Python 语音录制与识别

本文介绍一些 Python 中常用的语音能力的包，以及如何通过调用云服务商的 API 进行语音识别

录音

主要使用 pyaudio 包，它可以以字节流的方式录制/播放音频

安装：

pip install pyaudio

列出可以录音的设备

import pyaudio

p = pyaudio.PyAudio()

# Get the number of audio I/O devices
devices = p.get_device_count()

for i in range(devices):
    device_info = p.get_device_info_by_index(i)
    if device_info.get('maxInputChannels') > 0:
		print(f"{device_info.get('index')}: {device_info.get('name')}")

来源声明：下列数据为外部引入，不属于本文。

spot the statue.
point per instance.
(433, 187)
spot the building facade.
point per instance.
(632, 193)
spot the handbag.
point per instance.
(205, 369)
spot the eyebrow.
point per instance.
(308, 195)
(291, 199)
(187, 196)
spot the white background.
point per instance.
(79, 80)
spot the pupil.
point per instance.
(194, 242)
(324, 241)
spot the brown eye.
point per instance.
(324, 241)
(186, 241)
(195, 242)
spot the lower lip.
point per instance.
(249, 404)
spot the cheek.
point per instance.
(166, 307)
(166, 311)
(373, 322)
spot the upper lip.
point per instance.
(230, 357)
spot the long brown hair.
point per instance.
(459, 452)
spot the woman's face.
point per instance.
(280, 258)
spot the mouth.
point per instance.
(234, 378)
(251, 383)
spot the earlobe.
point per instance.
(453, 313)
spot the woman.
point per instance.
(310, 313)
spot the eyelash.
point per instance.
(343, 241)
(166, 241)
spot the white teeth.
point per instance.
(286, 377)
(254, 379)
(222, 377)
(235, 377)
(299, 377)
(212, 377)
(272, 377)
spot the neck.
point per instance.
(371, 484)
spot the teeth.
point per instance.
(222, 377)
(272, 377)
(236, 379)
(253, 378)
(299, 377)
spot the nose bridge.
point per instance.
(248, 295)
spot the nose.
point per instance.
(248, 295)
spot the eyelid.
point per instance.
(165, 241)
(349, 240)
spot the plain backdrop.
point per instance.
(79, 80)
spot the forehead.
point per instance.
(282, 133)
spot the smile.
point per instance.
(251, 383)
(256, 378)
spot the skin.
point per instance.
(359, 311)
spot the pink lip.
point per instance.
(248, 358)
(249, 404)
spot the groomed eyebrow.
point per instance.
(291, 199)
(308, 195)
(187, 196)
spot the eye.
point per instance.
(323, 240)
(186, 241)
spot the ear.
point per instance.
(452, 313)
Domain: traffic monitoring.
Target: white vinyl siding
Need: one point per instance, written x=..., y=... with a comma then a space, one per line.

开始录音 5 秒，这里将录到的音频存到一个 io.BytesIO 对象中

import io

FORMAT = pyaudio.paInt16 # format of audio samples
CHANNELS = 1 # audio channels(1: mono, 2: stereo)
RATE=44100 # sample rate
CHUNK=1024 # number of frames per buffer
RECORD_SECONDS = 5

p = pyaudio.PyAudio()
stream = p.open(
    format=FORMAT, # format of audio samples
    channels=CHANNELS, # audio channels(1: mono, 2: stereo)
    rate=RATE, # sample rate
    frames_per_buffer=CHUNK, # number of frames per buffer
    input=True,
)

print("Recording...")
buffer = io.BytesIO()
for _ in range(0, int(RATE / CHUNK * RECORD_SECONDS))
    data = stream.read(CHUNK)
    buffer.write(data)

stream.stop_stream()
stream.close()
p.terminate()

保存音频文件

使用标准库中的 wave 包将音频字节保存到 wav 文件中，它会将 wav 格式写入文件头部，详见文档：The Python Standard Library - wave

import wave

with wave.open(output, 'wb') as wf:
    wf.setnchannels(CHANNELS)
    wf.setsampwidth(pyaudio.get_sample_size(pyaudio.paInt16))
    wf.setframerate(RATE)
    wf.writeframes(data)
print(f"Recording saved as {output}")

如果不需要写到文件中，只希望它帮忙把 wav 文件的头部加到字节流前，可以如下操作

output = io.BytesIO()
with wave.open(output, 'wb') as wf:
    wf.setnchannels(CHANNELS)
    wf.setsampwidth(pyaudio.get_sample_size(pyaudio.paInt16))
    wf.setframerate(RATE)
    wf.writeframes(data)
output.getvalue()

语音识别

腾讯云

腾讯云的语音识别服务有多种，这里只尝试了“一句话识别”和“录音文件识别极速版”

一句话识别

参考文档，将录音字节转为 base64 编码后，通过 API 接口发送，可以得到识别结果

注意，这里的字节数据是要包含对应文件格式文件头的，也就是说如果是上文中 pyaudio 中得到字节流需要先用 wave 模块补上文件头，否则腾讯云接口会报格式识别错误。

import base64
import json

from tencentcloud.common.common_client import CommonClient
from tencentcloud.common import credential
from tencentcloud.common.exception.tencent_cloud_sdk_exception import TencentCloudSDKException
from tencentcloud.common.profile.client_profile import ClientProfile

try:
    cred = credential.Credential(SECRET_ID, SECRET_KEY)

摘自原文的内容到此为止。